The flexible substrate 40 may be a dielectric. By way of example, the substrate material may be, by way of example only, polyamide. As will be readily apparent, other suitable substrate material could alternatively be used.
The conductive tracks 30, which may be surrounded by the substrate, may be formed using any suitable conductive material, such as, by way of example only, copper, although other materials could alternatively be used. The conductive tracks 30 may be used to conduct/transfer electrical signals and/or electrical power, for example around a gas turbine engine and/or to/from components of a gas turbine engine and/or an airframe attached to a gas turbine engine. The size (for example the cross-sectional area) and/or the shape of the conductive tracks 30 may depend on the signal to be transmitted through the particular conductive track 30. Thus, the shape and/or size of the individual conductive tracks 30 may or may not be uniform in a FPCB harness 20.

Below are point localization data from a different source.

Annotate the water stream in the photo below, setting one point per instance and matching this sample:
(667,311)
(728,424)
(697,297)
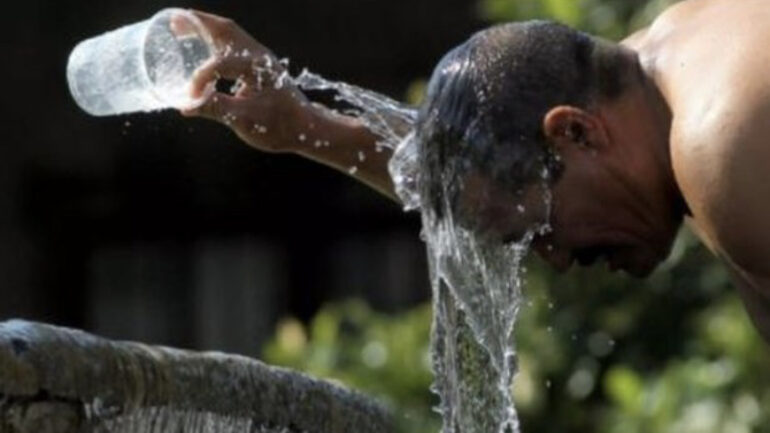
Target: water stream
(476,283)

The example shown in FIGS. 2 to 5 has 6 conductive tracks 30 running through the substrate 40. However, the number of conductive tracks 30 running through a substrate 40 could be fewer than 6, or greater than 6. Indeed the number of conductive tracks 30 could be far greater than 6, for example tens or hundreds of tracks, as required. As such, many electrical signals and/or power transmission lines may be incorporated into a single FPCB harness.
A single FPCB harness 20 may comprise one layer of tracks, or more than one layer of tracks, for example, 2, 3, 4, 5, 6, 7, 8, 9, 10 or more than 10 layers of tracks. An FPCB harness may comprise significantly more than 10 layers of tracks, for example at least an order of magnitude more layers of tracks. In this regard, a layer of tracks may be defined as being a series of tracks that extend in the same x-y surface. Thus, the example shown in FIGS. 2 to 5 comprises 2 layers of tracks 30, with each layer comprising 3 tracks.
Using an FPCB harness to transmit electrical signals and/or power is therefore advantageous over a conventional harness, for example because of its reduced size, weight and/or complexity.
In order to attach a harness to a component (for example to a gas turbine engine or related airframe), a clip is required. An example of a clip that may be used to attach a conventional harness to a gas turbine engine is shown in FIG. 7. The clip 50 shown in FIG. 7 is configured to hold a cable, or a bundle of cables which form at least a part of a conventional wire cable harness. The clip 50 has a generally cylindrical outer casing 52 with a diameter 58 and a structural internal element 54 configured to provide strength to the clip 50. The clip 50 shown in FIG. 7 also has teeth 56 configured to grasp the generally cylindrical conventional cable harness, although the teeth 56 may not be present in some conventional clips.
FIGS. 8 and 9 show an alternative clip 60 for holding a conventional cable harness. The clip 60 shown in FIGS. 8 and 9 comprises two arms 64, 66 that define a space 62 therebetween for holding a conventional cable harness or bundle of cable harnesses. The space 62 defined between the two arms 64, 66 may be generally cylindrical. The two arms 64, 66 are sprung so as to be able to accommodate various diameters of conventional cable harnesses.